Burkinabé politician (born 1962)

Armand Roland Pierre Béouindé is a Burkinabe politician who served as the mayor of Ouagadougou between 2016 and 2022.

== Biography ==
Béouindé was born on November 11, 1962, in Kaya, then Upper Volta. Before becoming mayor, he served as a training manager and is the director of several companies; he's the commercial director of Alpha-Press, commercial director of Graphi Service, and general director of Graphi Imprim. Béouindé also served as the vice-president for the Association for Integrity and Stable Development of Burkina Faso (A2DI), a coordinator at a managerial training group, and as the former president of ASFA Yennenga.

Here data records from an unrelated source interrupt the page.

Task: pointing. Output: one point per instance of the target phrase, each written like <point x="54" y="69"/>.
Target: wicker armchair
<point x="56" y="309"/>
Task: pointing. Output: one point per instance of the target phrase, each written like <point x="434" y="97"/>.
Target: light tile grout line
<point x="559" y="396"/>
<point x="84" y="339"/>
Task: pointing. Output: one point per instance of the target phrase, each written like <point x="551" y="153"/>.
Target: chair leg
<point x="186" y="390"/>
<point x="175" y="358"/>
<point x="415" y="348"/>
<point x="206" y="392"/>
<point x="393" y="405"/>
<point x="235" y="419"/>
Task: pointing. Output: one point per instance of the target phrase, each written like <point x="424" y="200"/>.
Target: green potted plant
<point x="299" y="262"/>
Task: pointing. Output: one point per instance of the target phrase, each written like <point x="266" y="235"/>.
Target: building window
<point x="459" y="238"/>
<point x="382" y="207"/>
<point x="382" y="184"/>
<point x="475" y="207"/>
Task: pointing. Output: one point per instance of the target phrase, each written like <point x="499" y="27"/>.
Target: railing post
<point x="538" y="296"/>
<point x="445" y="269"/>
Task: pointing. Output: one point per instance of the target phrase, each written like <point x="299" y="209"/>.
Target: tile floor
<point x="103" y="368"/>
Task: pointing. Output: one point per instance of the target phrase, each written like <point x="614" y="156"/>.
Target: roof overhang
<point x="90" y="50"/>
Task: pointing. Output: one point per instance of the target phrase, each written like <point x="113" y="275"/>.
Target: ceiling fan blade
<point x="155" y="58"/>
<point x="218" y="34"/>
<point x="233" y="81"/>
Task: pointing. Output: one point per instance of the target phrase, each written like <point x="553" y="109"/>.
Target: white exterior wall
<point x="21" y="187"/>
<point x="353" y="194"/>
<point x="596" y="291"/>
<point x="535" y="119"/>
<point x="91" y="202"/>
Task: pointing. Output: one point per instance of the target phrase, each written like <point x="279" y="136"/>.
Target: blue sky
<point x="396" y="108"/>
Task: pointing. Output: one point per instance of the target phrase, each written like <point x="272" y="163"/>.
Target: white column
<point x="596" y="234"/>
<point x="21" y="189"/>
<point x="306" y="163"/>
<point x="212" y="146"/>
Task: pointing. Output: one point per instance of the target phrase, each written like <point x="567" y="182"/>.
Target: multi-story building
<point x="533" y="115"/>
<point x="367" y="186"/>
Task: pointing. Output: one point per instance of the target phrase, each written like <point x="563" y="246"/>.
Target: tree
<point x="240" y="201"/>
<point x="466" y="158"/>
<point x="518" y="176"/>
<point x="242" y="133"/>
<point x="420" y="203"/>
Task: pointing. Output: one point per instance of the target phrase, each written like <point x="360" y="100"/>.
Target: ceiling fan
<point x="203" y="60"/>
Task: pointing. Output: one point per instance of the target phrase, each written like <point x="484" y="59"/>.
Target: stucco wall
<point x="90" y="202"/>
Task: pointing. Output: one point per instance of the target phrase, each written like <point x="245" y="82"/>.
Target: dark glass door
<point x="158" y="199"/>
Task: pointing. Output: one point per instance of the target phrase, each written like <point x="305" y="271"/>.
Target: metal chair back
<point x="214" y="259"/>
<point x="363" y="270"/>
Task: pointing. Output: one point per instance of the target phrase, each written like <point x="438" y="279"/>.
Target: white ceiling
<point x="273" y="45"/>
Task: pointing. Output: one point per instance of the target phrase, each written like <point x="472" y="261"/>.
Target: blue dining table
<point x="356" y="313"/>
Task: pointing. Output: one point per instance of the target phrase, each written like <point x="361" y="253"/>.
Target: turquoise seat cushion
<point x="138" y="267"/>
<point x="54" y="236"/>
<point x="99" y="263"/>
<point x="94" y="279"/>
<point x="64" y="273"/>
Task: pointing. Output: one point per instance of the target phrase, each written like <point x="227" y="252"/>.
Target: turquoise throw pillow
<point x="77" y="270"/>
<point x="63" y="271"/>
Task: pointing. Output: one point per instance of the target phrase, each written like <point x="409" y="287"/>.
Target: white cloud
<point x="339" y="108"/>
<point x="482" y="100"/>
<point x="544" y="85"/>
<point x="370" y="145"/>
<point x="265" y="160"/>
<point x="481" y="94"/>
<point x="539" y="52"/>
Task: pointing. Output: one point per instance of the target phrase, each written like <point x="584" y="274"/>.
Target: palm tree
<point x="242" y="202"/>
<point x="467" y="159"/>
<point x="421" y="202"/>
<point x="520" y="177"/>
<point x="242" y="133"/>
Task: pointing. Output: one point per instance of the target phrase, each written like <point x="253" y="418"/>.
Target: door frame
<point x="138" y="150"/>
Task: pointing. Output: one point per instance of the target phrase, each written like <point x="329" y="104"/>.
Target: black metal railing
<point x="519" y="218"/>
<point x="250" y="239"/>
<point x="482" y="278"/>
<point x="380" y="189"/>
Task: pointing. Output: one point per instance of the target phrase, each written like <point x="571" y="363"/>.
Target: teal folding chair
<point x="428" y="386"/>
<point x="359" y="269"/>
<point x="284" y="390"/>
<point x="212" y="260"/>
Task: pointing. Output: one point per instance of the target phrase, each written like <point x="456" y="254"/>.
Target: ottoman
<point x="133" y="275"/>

Politically, Béouindé was originally a part of Blaise Compaoré's political party Congress for Democracy and Progress (CDP), but left with Roch Marc Christian Kaboré and other friends of his after the 2014 Burkina Faso uprising. He co-founded the People's Movement for Progress (MPP) with Kabore later that year, and served as a campaign manager for Kabore's election campaign in 2015.

Béouindé was elected as the mayor of Ouagadougou on June 18, 2016. As mayor, his development plan for the city was dubbed Ouaga21, named for his deadline and final year in power in 2021. Ouaga21 focused mainly on security in the city, environmental issues, and mobility. He also made plans to increase water availability and other key resources to the city, earning the money by increasing tax availability and transparency. A key tenet of Béouindé's policies in the city were expanding social welfare programs and promoting diversity, although this sometimes caused financial issues.